The meeting took place amid Pakistan grappling with a surge in militant attacks in its northwestern and southwestern regions, adjacent to Afghanistan. These attacks have notably increased since the Pakistani Taliban terminated their delicate truce with the government in Islamabad last November.
During the talks, both military leaders addressed mutual interests and explored avenues to enhance defense cooperation, while also paying close attention to the current regional security climate. The Inter-Services Public Relations (ISPR), Pakistan’s military media wing, issued a statement confirming the meeting.
“In pursuit of further strengthening bilateral relations, both sides reiterated their commitment to cooperation in all fields,” read the ISPR statement.
Last week, Asif Durrani, Pakistan’s special representative to Afghanistan, traveled to Kabul and voiced concerns about the upswing in militant attacks with Taliban officials, as validated by a Pakistani Foreign Office spokesperson.
The recent meeting between General Kurilla and General Munir took place in the aftermath of a militant attack on a military installation in Pakistan’s Balochistan province, which resulted in the tragic loss of nine soldiers. Following the attack, Pakistan expressed concern about the presence of militant “safe havens” in Afghanistan and urged Kabul not to permit the use of its territory for attacks within Pakistan.

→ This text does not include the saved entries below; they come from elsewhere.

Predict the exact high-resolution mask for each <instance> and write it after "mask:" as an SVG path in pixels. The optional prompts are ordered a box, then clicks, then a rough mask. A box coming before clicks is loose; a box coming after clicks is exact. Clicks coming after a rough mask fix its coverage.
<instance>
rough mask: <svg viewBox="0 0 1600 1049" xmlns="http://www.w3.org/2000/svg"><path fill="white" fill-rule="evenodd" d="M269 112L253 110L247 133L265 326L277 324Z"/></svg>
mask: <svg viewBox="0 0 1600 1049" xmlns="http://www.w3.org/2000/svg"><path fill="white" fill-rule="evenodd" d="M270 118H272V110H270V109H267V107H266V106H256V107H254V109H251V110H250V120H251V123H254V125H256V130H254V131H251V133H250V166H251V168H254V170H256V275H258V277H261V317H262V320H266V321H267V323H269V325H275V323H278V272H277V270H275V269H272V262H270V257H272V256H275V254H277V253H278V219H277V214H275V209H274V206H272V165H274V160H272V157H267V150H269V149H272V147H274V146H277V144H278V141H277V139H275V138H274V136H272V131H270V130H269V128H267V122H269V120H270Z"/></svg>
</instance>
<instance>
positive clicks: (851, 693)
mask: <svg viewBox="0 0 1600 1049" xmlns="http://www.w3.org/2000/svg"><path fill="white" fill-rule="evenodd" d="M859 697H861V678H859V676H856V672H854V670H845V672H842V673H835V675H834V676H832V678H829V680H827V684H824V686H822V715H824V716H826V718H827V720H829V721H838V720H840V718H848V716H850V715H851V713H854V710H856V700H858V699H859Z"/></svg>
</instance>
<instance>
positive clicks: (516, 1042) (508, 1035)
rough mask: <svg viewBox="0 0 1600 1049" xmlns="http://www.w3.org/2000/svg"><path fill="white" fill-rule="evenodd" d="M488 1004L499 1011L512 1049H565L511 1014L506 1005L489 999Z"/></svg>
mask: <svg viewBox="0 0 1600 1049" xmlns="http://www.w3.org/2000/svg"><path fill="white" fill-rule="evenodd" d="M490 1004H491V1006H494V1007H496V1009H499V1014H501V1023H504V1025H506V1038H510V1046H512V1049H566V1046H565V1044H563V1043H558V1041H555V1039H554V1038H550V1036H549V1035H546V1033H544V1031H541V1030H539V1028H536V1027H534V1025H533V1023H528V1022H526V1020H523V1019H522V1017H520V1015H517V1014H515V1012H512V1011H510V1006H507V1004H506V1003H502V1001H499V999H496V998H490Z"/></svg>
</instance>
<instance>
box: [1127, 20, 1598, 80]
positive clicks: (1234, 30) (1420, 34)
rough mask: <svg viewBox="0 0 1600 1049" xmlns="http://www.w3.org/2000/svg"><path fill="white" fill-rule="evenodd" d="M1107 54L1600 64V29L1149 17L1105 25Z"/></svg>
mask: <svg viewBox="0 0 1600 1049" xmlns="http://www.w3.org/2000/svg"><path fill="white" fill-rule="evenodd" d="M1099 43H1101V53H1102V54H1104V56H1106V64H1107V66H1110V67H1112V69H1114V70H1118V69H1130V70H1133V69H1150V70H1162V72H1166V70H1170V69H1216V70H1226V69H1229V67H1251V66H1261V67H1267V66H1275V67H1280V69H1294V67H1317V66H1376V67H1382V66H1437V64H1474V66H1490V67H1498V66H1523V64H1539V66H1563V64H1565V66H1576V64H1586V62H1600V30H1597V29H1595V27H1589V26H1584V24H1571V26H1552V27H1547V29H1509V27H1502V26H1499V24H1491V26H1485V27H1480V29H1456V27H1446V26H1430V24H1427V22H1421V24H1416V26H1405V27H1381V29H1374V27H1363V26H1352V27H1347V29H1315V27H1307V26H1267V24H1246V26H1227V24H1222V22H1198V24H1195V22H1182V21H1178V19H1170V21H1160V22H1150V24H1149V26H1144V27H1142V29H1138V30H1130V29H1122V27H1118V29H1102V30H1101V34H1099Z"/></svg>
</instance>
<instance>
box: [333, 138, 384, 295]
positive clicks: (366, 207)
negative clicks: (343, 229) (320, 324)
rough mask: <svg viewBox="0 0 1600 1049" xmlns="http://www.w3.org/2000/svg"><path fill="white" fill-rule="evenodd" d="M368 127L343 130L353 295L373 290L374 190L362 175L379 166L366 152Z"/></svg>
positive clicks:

Addressing the matter, the US State Department asserted its independent capability to conduct operations against militants in the Pakistan-Afghanistan region, emphasizing that they are not solely dependent on the Taliban’s assurances. The statement was in response to questions concerning recent attacks in Pakistan that originated from militant hideouts in Afghanistan.
“We will hold them to their commitments. As previously stated, we retain the capability to conduct our own operations in the region, ensuring adherence to commitments made by the Taliban, regardless of their ability or willingness to uphold them,” stated State Department spokesperson Matthew Miller.
Regarding Pakistani Taliban sanctuaries, Islamabad has consistently raised concerns with the Taliban in Afghanistan. However, the response from the Taliban has been tepid, with Afghanistan denying the existence of any militant sanctuaries on its soil.